В мемуарах «Просто жизнь», опубликованных поздно, в 2006 году, историк и архивист Сарра Владимировна Житомирская (1916–2002) возражает против мемуарных свидетельств своих современников по нескольким пунктам120
. Мемуары Житомирской рисуют широкую историческую картину: детство в еврейской семье на Юге во время Гражданской войны, отрочество в коммунальной квартире на Арбате в 1930‐е годы, учение на истфаке в МГУ, эвакуация во время войны и более чем тридцать лет трудной работы в качестве архивиста (и одно время директора) отдела рукописей Библиотеки имени Ленина. (Эти мемуары включают драматическую историю конфронтации Житомирской в 1970‐е годы с администрацией Библиотеки по вопросу о доступе к архивным документам.) Мемуары заканчиваются в замечательный день – 21 августа 1991 года: провал путча. Бóльшая часть книги – это хроника деятельности советского учреждения, «История гибели отдела рукописей». В этом отношении свидетельства Житомирской отчасти направлены против мемуаров ее коллеги, видного советского деятеля библиотечного хозяйства Наталии Ивановны Тюлиной (1922–2003), опубликованных в 1999 году под говорящим названием «Воспоминания библиотекаря со счастливой судьбой»121. Как пишет Житомирская:Невозможно понять, что все, о чем она вспоминает, происходило в той самой библиотеке, где в спецхран отправлялись целые пласты литературы, где читателя последовательно и сознательно оставляли в неведении или создавали у него искаженное представление об исторических событиях, науке и культуре. В главной библиотеке Союза, вносившей важный вклад в дело культуры, но в то же время, именно вследствие своей центральной роли, служившей проводником всего того, что проделывала с ней власть. Все мы, работавшие там, в той или иной степени к этому причастны, и признаться в этом больно, но необходимо (220–221).

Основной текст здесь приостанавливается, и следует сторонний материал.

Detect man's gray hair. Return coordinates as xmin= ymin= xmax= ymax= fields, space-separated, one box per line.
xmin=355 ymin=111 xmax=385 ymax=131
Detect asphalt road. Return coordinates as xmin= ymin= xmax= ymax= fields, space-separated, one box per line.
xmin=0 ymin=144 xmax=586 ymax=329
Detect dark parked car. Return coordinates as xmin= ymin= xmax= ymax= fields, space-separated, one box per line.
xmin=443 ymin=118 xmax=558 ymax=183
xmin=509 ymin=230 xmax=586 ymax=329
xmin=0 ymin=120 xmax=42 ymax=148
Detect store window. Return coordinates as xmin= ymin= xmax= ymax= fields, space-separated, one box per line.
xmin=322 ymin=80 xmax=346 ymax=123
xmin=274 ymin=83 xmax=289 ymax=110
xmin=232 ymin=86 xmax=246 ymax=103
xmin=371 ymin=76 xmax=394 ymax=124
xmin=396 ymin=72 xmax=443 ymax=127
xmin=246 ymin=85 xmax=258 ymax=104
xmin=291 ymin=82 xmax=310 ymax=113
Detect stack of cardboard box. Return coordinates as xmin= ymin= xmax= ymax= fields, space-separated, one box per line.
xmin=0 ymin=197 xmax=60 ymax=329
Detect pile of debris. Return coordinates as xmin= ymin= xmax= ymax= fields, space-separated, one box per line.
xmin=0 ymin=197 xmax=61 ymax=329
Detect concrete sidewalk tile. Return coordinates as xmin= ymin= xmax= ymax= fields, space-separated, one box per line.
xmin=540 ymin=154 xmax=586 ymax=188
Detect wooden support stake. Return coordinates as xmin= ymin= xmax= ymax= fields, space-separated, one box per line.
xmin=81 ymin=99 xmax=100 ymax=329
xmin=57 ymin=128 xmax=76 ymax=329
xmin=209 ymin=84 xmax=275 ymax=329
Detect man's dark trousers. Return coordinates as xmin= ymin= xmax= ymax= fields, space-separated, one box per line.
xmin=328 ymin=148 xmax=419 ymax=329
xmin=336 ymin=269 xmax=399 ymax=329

Заметим, что мемуары Житомирской, в свою очередь, вызвали отклики коллег122
.Вспоминая о годах сталинского террора, в главе «Истфак и террор» Житомирская (тогда студентка исторического отделения МГУ) говорит о коллективной ответственности «народа» и «интеллигенции»:
Но если советский человек утверждает, что не знал о терроре 30‐х годов, – не верьте ему! Знали все, и вина за террор, за миллионы погибших людей лежит на нас всех <…> как вел себя народ? Что делала интеллигенция, его духовный авангард? И мы не только не покаялись до сих пор, но даже не ощущаем потребности в покаянии (110).
Бескомпромиссные суждения Житомирской о причастности советских людей к большим и малым преступлениям власти, от убийства миллионов людей, погибших в терроре, до искажения представлений об истории за счет ограничения доступа к книгам и архивным документам, относятся ко всем ее согражданам-современникам, но она особо говорит о сообществе мемуаристов: «в сознательных или даже неосознанных попытках отстраниться от своей причастности к системе <…> я вижу главный порок описания советской эпохи в мемуарах моих современников» (115). Бескомпромиссностью отличаются и суждения автора об интимной жизни советского человека. Так, описывая свои отношения, как профессиональные, так и личные, с собратом-историком Натаном Эйдельманом, она пишет о том, как она была поражена, когда узнала, что у него была параллельная семья (367–368).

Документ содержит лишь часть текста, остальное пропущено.